Implement prepared shared rootfs reuse as the primary deduped runtime path #48

Open
opened 2026-03-19 19:45:43 +00:00 by thabeta · 0 comments
Owner

Problem

This builds on the broader storage-deduplication work tracked in #35.

The current branch already caches pulled image contents, but it still materializes too much state per VM. The result is avoidable disk duplication and extra startup work when multiple VMs use the same image.

Current behavior

1. The cache stops at extracted rootfs

The image cache stores layers and can extract one shared rootfs per image digest, but there is no cached prepared runtime base for the shared-root path.

That means the cache helps with pulling and extracting, but not enough with the work required to actually run many VMs efficiently from the same image.

2. Backend selection is not capability-driven

Storage backend selection currently resolves directly to block storage unless virtiofs is explicitly chosen.

So even when the runtime environment could support a shared-root design, the normal path still pushes users toward a heavier per-VM block-image workflow.

3. Storage preparation consumes the runtime rootfs source directly

The storage preparation path uses the stored rootfs source directly instead of resolving a separate immutable prepared base for image-backed VMs.

That keeps the design centered around "prepare per VM" rather than "prepare once per image, then reuse many times".

4. Shared-root plus extra filesystem mounts needs valid hypervisor argument assembly

The hypervisor argument builder emits one --fs entry for the root shared filesystem and then emits another --fs entry for each extra shared mount.

That is fragile for hypervisor argument parsing. A VM with a shared-root base plus one or more additional shared mounts needs one valid combined filesystem-share argument structure, not repeated top-level flags assembled in a way that can break launch.
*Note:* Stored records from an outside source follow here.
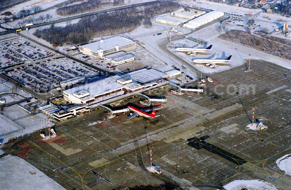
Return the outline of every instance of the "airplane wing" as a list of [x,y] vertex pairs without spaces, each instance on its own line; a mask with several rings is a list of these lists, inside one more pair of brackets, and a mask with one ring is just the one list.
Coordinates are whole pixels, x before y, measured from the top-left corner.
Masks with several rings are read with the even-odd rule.
[[131,119],[132,119],[137,115],[137,114],[136,114],[136,113],[134,112],[129,117],[128,117],[128,120],[129,120]]
[[143,111],[144,111],[145,112],[146,112],[148,111],[153,111],[154,110],[159,110],[160,109],[162,109],[163,108],[162,107],[158,107],[157,108],[156,107],[154,108],[149,108],[149,109],[143,109],[141,110]]

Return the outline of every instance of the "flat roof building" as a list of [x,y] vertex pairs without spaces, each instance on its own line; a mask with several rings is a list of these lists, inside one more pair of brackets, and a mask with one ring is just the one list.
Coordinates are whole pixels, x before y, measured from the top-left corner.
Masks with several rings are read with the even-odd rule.
[[130,51],[135,48],[135,41],[118,36],[82,46],[79,49],[83,54],[103,58],[106,55],[121,51]]
[[186,11],[185,9],[182,8],[171,12],[171,15],[190,20],[204,14],[205,12],[205,11],[196,9],[190,9],[190,11]]
[[172,77],[176,76],[178,76],[181,74],[181,72],[176,69],[173,69],[166,71],[165,73],[168,75],[169,77]]
[[188,23],[184,24],[183,26],[189,28],[197,28],[215,19],[222,17],[224,15],[223,12],[211,11],[193,20]]
[[112,64],[115,65],[118,65],[132,61],[134,60],[134,56],[132,54],[128,54],[112,59]]
[[178,18],[167,15],[157,17],[155,18],[155,20],[156,22],[176,26],[187,22],[188,21],[188,20],[185,19]]
[[143,69],[66,90],[63,95],[65,100],[74,104],[98,102],[122,95],[124,90],[134,92],[155,85],[157,84],[155,81],[167,77],[155,69]]
[[126,52],[123,51],[119,51],[116,53],[112,53],[104,56],[104,60],[108,62],[111,62],[112,59],[120,57],[127,54]]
5. First-time prepared-base creation needs serialization

Once a prepared shared rootfs cache exists, cold starts from the same image/variant must not race each other. Without a per-image/per-variant lock, two concurrent first boots can both try to create the same prepared base.

Why this matters

  • Disk usage grows much faster than necessary when the same image is launched many times.
  • Startup latency includes repeated per-VM preparation work that should have been amortized.
  • Shared-root should be the efficient first-class path on supported kernels, not an afterthought.
  • Concurrency bugs in first-time base preparation will only show up under realistic parallel starts, which makes them easy to miss and painful to debug later.

Suggested implementation

Prepared image base

  1. Add a cached prepared rootfs per image digest and runtime variant.
  2. Build it once and treat it as immutable shared input.
  3. Include whatever static guest/runtime assets are required for the supported shared-root path.

Backend policy

  1. Introduce an automatic storage mode that prefers the shared-root backend when the selected kernel supports it.
  2. Keep block storage as an explicit or fallback compatibility path.

Per-VM state model

  1. Limit per-VM writable state to overlay upper/work data, sockets, logs, and metadata.
  2. Do not rebuild or recopy the full runtime filesystem for every VM from the same image.
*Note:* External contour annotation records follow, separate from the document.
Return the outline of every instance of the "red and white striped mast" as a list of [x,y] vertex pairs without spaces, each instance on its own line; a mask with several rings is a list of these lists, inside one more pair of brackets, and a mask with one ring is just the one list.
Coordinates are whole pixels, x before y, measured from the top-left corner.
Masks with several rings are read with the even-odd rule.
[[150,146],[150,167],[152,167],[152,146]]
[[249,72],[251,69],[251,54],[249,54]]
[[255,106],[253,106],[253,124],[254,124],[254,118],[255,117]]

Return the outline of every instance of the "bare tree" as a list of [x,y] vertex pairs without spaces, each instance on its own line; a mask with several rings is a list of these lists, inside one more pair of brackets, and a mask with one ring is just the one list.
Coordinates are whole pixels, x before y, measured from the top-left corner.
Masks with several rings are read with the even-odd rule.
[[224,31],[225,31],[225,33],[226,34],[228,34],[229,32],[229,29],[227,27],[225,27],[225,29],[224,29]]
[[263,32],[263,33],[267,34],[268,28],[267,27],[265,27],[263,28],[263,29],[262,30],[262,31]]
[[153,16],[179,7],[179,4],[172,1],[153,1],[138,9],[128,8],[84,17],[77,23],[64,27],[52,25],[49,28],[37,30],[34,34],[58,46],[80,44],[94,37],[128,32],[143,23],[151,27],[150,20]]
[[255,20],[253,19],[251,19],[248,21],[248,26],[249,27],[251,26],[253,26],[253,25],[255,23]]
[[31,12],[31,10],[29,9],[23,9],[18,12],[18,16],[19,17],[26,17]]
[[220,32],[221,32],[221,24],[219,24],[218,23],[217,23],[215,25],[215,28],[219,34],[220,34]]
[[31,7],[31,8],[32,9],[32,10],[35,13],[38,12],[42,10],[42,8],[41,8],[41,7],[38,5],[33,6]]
Hypervisor argument assembly

  1. Build filesystem-share arguments in a form that supports the root shared filesystem plus additional shared mounts in a single valid launch configuration.

Concurrency

  1. Serialize first-time prepared-base creation with a per-image/per-variant lock.
  2. Make later launches reuse the completed prepared base rather than rebuilding it.

Acceptance criteria

  • Two VMs from the same image can start concurrently without racing during first-time prepared-base creation.
  • Repeated VMs from the same image reuse one prepared shared base on disk.
  • Per-VM writable state is limited to overlay/runtime data rather than a full duplicated rootfs.
  • A VM using a shared-root base can also mount additional shared filesystem volumes successfully.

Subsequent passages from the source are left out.